Some time ago, Scentre (Westfield) sought approval to extend a portion of the carpark to the east. It appears that there may have been some problems with notifying local residents. Approval was given for the work. Due to the location of the works, a number of trees had to be removed and a worksite was established (with consent) partly within the park. There was some damage to various features of the park. Residents were promised that new trees would replace old and that any damage would be remedied. The main ongoing issues for residents is that now the edge of the carpark is further to the east there is a greater intrusion from vehicles (both noise and light spill.
The vegetation cover in front of the new addition is not yet as dense as in front of other faces of the carpark; This should improve as the trees grow.
In particular, the wall face behind the Tingha Fountain is quite stark. This is likely because there is insufficient width behind the fountain to plant trees.
There are other sections of the park that are quite picturesque.
And some sections not so nice.
An excellent and succinct summary of the history of Currey Park and recent controversy involving Willoughby Council/Scentre Group.
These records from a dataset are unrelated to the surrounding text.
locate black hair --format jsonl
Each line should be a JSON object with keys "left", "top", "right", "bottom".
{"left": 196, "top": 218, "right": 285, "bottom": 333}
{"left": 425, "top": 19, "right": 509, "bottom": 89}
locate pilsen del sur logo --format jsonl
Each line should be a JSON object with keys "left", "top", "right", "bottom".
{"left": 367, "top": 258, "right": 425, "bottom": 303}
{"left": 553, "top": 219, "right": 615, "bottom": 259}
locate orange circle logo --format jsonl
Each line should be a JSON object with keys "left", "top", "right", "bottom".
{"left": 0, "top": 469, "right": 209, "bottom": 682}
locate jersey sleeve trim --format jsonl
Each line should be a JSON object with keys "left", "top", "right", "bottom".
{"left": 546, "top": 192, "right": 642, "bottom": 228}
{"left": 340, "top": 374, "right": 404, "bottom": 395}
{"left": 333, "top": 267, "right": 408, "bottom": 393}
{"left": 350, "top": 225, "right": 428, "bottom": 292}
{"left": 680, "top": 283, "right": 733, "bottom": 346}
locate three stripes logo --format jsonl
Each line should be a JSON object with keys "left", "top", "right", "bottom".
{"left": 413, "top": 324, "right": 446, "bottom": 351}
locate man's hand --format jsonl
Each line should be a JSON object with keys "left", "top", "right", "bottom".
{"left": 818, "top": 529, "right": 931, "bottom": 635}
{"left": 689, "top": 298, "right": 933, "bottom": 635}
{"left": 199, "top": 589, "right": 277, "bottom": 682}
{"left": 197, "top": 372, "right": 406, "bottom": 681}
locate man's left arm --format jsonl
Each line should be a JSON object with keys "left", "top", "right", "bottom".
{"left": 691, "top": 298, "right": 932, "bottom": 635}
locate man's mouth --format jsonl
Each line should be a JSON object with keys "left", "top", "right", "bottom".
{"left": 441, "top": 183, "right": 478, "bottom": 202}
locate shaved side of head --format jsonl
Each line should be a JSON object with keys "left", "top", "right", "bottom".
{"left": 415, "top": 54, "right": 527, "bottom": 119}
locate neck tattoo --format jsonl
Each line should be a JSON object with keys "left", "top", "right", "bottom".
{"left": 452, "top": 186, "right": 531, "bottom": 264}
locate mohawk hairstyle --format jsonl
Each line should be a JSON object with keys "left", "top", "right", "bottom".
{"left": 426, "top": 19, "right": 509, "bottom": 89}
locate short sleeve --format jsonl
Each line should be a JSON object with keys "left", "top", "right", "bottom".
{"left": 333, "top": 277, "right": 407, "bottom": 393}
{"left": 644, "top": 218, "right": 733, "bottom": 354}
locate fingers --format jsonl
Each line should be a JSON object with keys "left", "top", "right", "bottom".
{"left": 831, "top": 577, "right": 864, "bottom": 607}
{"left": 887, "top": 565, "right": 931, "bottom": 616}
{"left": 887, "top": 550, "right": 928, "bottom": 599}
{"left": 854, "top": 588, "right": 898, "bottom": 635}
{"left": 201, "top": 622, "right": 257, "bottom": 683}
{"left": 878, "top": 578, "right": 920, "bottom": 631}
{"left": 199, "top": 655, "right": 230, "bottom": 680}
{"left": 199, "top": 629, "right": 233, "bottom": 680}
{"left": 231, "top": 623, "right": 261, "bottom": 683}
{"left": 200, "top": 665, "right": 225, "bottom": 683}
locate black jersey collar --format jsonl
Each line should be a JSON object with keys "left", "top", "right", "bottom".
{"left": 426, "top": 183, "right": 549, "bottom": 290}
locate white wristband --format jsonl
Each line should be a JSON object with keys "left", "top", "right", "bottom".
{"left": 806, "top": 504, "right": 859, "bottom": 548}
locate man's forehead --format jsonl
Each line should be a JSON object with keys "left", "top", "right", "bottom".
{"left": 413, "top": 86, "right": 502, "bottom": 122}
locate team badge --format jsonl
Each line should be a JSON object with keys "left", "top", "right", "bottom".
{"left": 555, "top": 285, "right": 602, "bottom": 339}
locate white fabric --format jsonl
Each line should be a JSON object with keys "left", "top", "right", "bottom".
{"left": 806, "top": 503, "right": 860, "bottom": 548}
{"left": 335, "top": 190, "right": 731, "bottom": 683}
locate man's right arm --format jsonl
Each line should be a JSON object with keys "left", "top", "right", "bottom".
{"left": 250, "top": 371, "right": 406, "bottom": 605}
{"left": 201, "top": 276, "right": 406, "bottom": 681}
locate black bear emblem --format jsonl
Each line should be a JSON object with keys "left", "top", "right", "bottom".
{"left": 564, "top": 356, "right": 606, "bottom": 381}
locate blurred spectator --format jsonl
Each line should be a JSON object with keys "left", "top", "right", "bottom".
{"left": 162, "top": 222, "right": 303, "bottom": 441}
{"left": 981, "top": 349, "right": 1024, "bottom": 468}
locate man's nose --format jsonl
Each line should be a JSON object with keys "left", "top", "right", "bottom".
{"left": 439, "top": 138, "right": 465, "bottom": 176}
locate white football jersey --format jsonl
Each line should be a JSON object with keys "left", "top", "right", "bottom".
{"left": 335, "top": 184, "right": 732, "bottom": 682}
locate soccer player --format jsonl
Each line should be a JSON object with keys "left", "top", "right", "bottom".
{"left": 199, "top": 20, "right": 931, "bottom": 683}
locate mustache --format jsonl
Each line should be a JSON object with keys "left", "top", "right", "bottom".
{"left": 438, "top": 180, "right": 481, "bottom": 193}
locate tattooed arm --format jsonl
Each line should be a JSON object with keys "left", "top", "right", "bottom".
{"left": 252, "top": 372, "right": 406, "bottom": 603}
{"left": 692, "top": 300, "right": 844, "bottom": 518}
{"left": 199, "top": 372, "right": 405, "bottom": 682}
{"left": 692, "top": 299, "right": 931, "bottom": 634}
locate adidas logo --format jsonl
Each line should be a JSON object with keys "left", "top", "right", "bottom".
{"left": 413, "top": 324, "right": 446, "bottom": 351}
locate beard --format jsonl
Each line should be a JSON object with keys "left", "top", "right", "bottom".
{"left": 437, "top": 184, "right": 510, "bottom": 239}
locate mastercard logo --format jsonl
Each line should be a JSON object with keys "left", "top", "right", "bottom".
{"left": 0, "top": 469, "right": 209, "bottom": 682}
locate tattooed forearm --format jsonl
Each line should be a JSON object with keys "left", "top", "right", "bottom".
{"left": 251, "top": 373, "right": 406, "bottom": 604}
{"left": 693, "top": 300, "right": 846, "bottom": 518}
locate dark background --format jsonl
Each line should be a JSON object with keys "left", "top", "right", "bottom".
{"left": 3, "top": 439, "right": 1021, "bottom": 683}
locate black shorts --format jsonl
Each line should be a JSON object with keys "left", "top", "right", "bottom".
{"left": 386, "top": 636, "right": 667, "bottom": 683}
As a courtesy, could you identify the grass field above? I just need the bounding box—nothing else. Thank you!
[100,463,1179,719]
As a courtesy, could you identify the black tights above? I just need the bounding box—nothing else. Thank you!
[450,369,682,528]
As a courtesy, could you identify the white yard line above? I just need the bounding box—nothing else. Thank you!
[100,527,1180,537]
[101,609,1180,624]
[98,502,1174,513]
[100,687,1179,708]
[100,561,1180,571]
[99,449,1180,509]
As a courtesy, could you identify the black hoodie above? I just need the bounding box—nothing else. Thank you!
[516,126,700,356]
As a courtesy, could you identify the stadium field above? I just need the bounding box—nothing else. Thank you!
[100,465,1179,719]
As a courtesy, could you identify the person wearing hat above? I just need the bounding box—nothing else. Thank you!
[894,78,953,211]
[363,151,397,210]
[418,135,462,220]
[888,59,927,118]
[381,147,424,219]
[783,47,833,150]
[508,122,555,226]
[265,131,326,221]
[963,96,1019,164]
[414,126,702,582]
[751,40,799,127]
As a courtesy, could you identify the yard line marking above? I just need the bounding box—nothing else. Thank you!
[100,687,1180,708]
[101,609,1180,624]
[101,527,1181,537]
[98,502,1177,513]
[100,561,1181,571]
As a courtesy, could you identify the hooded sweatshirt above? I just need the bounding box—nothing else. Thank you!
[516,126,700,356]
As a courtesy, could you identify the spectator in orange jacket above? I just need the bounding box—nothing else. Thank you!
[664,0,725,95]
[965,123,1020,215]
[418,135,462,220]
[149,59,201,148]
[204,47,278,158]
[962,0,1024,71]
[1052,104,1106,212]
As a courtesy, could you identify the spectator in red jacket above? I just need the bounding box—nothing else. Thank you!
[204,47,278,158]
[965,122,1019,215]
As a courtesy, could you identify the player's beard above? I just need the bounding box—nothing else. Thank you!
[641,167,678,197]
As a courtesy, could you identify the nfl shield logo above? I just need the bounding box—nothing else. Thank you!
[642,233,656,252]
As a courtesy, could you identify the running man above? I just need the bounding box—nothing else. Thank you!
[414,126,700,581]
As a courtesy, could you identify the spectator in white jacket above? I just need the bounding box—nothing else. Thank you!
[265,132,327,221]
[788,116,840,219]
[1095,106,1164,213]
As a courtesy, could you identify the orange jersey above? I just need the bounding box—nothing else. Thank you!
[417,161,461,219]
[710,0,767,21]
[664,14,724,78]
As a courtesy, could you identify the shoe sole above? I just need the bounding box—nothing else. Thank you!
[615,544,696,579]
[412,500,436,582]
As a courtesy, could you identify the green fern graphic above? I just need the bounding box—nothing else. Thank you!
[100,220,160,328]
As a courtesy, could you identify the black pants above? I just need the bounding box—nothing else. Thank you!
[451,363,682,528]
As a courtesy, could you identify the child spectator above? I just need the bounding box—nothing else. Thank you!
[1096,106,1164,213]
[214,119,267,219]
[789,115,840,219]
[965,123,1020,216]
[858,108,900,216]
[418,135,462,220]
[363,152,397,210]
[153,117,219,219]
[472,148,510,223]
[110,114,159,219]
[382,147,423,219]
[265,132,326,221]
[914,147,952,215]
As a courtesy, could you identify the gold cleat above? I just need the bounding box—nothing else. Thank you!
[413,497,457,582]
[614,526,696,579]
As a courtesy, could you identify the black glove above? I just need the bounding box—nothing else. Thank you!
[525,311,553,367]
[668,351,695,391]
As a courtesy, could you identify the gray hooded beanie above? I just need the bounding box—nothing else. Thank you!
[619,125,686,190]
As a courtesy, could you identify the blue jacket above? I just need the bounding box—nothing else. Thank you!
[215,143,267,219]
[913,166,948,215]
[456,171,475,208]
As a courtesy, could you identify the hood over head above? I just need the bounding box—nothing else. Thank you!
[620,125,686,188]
Not all damage to the park and amenities have been remedied. And 2 replacement trees that have died have yet to be replaced.
Council did a very poor job monitoring/supervising Scentre Group during the carpark renovations work. It basically allowed Scentre Group to do as Scentre Group pleased, until and unless the residents or other concerned citizens complained.
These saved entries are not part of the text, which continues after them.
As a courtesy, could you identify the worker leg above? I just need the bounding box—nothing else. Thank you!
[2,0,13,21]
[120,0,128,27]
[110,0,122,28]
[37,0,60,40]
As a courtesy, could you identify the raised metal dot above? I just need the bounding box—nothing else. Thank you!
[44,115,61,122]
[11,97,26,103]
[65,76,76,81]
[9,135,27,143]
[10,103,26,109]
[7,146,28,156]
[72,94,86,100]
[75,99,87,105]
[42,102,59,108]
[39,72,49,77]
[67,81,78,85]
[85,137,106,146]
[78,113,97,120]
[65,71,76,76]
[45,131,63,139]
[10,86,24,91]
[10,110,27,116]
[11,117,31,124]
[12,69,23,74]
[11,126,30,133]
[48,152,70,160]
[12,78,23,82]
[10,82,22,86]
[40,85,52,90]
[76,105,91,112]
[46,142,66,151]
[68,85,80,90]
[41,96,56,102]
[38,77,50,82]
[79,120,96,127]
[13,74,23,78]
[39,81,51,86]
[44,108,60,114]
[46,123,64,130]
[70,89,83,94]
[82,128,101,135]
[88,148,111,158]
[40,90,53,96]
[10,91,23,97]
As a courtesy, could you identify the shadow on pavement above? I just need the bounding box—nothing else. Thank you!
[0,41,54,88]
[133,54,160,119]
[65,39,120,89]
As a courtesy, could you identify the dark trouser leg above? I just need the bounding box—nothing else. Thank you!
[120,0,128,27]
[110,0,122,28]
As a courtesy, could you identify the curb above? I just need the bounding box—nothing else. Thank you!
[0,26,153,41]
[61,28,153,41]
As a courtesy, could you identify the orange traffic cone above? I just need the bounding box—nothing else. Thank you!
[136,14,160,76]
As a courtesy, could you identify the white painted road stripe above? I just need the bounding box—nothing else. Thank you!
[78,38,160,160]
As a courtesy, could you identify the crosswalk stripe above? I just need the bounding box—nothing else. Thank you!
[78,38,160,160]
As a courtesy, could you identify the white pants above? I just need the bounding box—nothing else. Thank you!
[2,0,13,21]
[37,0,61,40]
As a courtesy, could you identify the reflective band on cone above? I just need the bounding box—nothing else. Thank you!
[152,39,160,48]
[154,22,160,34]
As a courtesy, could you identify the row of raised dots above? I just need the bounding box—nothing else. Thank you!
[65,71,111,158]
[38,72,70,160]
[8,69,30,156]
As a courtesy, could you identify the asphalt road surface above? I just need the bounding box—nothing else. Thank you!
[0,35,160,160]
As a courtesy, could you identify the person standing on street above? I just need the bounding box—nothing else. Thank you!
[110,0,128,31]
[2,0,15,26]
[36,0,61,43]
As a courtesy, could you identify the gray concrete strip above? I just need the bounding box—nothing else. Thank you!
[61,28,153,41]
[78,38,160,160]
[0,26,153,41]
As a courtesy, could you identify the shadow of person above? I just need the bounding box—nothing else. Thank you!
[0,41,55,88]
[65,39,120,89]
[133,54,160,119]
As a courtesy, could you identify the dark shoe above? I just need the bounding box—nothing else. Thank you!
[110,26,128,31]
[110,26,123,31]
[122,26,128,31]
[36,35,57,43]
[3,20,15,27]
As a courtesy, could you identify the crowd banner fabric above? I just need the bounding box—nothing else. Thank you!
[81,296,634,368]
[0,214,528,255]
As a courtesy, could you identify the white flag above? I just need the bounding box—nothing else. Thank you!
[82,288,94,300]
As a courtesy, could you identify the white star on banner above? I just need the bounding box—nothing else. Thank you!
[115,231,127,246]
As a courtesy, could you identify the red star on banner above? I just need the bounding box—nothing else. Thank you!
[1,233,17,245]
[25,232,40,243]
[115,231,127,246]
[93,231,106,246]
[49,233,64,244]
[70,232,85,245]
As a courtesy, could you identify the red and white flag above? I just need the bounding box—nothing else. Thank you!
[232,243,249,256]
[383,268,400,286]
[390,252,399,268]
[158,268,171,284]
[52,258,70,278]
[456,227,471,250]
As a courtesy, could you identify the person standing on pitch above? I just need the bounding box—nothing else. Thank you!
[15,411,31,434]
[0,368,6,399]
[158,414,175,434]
Further, it is noted that in its recently released Planning Strategy document for the CBD, Currey Park is not mentioned at all, even though the Park is right on the edge of the CBD. The residents are highly suspicious!
Regrettably, it seems Currey Park is a very low priority to Council.
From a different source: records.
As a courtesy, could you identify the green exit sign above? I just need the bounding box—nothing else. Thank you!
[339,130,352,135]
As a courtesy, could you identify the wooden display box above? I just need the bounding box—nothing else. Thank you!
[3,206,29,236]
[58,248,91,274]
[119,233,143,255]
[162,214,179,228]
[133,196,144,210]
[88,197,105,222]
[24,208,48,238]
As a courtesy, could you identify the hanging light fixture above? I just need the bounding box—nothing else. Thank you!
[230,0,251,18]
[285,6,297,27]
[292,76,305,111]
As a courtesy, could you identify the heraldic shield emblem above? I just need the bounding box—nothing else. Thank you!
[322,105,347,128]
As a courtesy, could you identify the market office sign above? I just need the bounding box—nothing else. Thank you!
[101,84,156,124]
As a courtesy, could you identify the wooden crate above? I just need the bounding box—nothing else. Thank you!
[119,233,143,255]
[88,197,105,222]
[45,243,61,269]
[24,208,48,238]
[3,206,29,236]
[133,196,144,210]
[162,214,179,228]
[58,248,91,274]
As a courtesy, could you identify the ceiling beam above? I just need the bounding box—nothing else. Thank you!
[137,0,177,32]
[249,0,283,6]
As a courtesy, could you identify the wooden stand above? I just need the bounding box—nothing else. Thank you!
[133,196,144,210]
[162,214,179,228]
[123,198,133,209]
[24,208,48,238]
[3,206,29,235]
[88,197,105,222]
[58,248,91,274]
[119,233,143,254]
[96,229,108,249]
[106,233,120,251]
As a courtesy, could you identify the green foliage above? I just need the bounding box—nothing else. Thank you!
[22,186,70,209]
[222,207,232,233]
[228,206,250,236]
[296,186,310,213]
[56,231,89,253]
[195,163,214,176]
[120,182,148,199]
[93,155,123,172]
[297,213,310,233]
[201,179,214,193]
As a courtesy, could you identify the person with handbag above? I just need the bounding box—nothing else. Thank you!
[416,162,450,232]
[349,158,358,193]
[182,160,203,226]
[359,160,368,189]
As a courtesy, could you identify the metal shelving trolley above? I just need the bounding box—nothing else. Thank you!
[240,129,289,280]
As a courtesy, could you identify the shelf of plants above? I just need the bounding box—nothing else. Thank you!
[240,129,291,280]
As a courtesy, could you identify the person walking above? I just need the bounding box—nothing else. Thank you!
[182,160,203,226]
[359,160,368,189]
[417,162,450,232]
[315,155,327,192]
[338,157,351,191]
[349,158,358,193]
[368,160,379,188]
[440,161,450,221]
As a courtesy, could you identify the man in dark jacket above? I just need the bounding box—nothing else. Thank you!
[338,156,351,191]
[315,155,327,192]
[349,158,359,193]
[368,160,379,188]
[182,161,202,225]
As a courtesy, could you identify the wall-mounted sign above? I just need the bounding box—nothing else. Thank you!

As it is the closest park to Chatswood CBD and one of the few remaining parcels of green open space in an increasingly urbanized district, it should be treasured and treated with more respect!
Residents may not be aware that Westfield Carpark, adjoining Currey Park, is owned by Willoughby Council and leased by Westfield.
Conflicts of interest could well arise regarding any potential or future Development plans on or over the carpark site should Council not remain at arms length from any process.
The following letter was sent to Council by Clr. Saville on behalf of local residents:
I have received a number of comments from residents in the CBD stressing the high value placed on Curry Park, a small oasis in the busy heart of Chatswood. This small pocket park offers amenity, passive recreation, shade, green space and quiet, for residents and visitors
I have received many inquiries related to the trees and consent conditions. As you know, trees were removed to allow Westfield to extend into the park to increase the number of car spaces.
I understand another tree has died. DA conditions stated 5 trees were to be replaced. Is it true that the officers recommended that only 4 trees were to be replaced?
Can you please clarify the truth?
Mis there any rationale to plant only 4 trees to replace 5 trees?
Surely the conditions of consent should be upheld? How can we ensure accountability and that the consent conditions are upheld?
I know the residents and progress association will be interested.